Acknowledging the Past at Myall Creek

Acknowledging the Past at Myall Creek

Located on the Bingara-Delungra Road near Inverell, The Myall Creek Memorial details the events that led up to the Myall Creek massacre, where 28 Wirrayaraay women, children, and older men were murdered by a group of stockmen in 1838.

The Uniting Church had a role in the creation of the memorial site. In early 1998 at a Uniting Church conference, Rev John Brown lamented the massacres that had occurred across the continent, suggesting it would be good to visit a massacre site.

Gomeroi elder Sue Blacklock responded with an offer to show him Myall Creek, an invitation he took up. In October 1998, a conference on reconciliation initiated by the Uniting Church was held at Myall Creek.

Uniting Church minister The Rev. Ivan Roberts is Co-Chairperson of the Friends of Myall Creek Memorial, a committee made up of equal numbers of Aboriginal and non-indigenous members. His Co-Chairperson colleague is Uncle Lyall Munro Sr.

In 2018, Rev. Roberts delivered a short address at a national reconciliation conference. He said that acknowledging the past would help indigenous and non-indigenous Australians alike.

“The well-being of Australian society generally because guilt – conscious or unconscious – can be a paralysing stumbling block, and acknowledgment of the truth of our shared history,” he said.

The memorial was opened in June 2000 by a group of Aboriginal and non-indigenous people working together in an act of reconciliation.

The Myall Creek massacre led to the first charging of non-Indigenous Australians for the murder of Aboriginal people.

The Friends of Myall Creek Memorial has secured a NSW Government grant from the Regional Cultural Fund for more than $1 million to complete the next stage of a Myall Creek Cultural and Education Precinct at the memorial site.

The funds will provide for a culturally appropriate outdoor performance space and a meeting place for dance, drama and storytelling.

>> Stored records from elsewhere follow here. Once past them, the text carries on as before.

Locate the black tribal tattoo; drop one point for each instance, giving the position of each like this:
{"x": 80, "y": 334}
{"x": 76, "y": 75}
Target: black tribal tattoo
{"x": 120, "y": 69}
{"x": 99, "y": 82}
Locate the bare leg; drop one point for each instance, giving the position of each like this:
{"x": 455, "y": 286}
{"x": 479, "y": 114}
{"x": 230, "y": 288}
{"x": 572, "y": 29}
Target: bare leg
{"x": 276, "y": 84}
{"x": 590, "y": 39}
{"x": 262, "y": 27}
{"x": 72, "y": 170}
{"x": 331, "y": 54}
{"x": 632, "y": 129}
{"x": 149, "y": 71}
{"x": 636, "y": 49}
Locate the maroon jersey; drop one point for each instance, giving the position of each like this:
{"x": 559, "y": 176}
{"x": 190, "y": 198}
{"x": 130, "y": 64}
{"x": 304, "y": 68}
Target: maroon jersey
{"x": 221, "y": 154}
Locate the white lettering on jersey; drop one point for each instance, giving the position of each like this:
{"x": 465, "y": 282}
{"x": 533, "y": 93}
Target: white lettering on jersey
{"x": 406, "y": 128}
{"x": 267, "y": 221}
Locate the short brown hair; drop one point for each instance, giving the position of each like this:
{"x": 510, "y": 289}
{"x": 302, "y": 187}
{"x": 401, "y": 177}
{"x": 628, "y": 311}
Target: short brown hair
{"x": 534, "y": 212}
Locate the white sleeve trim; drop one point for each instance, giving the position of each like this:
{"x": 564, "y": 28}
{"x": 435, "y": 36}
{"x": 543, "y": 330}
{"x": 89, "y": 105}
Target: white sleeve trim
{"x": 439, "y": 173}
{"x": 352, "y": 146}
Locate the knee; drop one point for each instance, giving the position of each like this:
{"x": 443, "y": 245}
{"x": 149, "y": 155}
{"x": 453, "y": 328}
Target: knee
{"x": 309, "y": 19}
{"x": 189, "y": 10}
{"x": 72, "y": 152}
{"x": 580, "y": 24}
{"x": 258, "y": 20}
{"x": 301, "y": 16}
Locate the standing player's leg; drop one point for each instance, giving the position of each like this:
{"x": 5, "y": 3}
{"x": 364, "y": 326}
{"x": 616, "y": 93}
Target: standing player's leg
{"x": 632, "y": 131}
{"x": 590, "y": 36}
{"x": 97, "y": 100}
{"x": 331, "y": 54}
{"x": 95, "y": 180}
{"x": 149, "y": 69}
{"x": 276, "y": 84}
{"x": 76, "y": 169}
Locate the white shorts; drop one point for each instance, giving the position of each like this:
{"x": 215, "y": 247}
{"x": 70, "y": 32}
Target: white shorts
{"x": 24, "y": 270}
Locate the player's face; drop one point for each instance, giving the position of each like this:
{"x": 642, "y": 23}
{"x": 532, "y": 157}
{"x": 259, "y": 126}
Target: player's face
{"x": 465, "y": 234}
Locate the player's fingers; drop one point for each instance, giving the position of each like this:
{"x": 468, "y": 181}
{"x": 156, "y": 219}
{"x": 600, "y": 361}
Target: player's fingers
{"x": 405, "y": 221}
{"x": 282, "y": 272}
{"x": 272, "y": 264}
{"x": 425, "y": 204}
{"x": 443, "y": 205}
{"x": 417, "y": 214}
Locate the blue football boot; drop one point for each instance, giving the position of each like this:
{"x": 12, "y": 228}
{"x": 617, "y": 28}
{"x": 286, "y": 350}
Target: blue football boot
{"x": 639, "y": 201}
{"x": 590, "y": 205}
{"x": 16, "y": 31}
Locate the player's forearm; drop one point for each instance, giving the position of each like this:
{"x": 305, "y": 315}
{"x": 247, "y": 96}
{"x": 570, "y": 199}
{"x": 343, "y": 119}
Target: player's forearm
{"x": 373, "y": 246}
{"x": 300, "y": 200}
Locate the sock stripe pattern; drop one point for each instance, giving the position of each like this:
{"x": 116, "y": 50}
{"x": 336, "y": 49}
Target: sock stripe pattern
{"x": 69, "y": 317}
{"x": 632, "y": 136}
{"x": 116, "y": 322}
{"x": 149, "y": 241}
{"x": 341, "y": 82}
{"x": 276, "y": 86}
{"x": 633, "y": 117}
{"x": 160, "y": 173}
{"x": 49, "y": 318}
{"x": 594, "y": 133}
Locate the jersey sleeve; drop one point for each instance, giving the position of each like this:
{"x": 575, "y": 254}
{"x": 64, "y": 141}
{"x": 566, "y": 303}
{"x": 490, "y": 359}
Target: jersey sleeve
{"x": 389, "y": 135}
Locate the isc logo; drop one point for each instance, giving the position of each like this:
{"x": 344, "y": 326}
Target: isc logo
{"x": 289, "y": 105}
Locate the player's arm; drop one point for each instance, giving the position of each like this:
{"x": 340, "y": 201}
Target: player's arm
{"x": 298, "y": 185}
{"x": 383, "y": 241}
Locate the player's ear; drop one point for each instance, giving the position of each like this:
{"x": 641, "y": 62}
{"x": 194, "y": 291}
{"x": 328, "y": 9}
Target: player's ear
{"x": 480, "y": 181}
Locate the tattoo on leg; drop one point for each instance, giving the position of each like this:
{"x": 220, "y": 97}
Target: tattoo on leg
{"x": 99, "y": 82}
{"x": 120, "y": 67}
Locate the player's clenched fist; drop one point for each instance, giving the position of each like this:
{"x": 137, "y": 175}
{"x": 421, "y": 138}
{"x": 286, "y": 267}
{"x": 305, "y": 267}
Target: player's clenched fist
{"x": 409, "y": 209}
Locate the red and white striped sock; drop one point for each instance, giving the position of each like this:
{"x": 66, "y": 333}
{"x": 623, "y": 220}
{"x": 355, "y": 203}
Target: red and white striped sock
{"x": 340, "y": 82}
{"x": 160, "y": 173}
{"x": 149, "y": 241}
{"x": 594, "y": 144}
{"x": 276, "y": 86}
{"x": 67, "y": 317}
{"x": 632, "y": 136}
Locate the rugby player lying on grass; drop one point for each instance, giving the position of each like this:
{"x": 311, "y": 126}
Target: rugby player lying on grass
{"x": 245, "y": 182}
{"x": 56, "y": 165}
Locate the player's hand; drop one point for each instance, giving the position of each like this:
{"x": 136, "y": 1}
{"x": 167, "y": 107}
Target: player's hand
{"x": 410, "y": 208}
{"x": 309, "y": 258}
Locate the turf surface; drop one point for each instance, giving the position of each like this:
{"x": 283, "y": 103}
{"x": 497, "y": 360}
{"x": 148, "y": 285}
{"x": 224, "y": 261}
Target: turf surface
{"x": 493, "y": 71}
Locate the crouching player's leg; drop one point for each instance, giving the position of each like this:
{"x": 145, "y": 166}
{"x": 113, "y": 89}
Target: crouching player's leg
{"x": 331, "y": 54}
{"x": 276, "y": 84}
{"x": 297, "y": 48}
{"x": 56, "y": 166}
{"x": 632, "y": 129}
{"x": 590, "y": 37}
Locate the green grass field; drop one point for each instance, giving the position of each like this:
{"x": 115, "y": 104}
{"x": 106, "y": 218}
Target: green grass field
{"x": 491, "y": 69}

There will be public artworks representative of the cultural explosion generated by the healing that has taken place at Myall Creek, as well as building much-needed parking bays and amenities that cater for the growing number of visitors to the precinct.

Professor Lisa Jackson Pulver AM, a proud Wiradjuri Koori woman, will be the event’s guest speaker this year.

Professor Jackson is an academic leader, a recognised expert in public health and prominent researcher, educator and advocate for Aboriginal and Torres Strait Islander Health and Education.

The Friends of Myall Creek Memorial – a committee of Aboriginal and non-Indigenous Australians protect and maintain the Memorial.

The Memorial is listed on the National Heritage register, as well as the NSW register. In 2005 it was awarded the Judith Wright Prize for innovative reconciliation work.

Since 2000, people have gathered each year on the June long weekend to acknowledge painful but shared history.

Thousands of people visit the site throughout the year, including school groups.

The Myall Creek Memorial Commemoration takes place at the Myall Creek Hall, Bingara Delungra Road, at 9:30am on Sunday 9 June.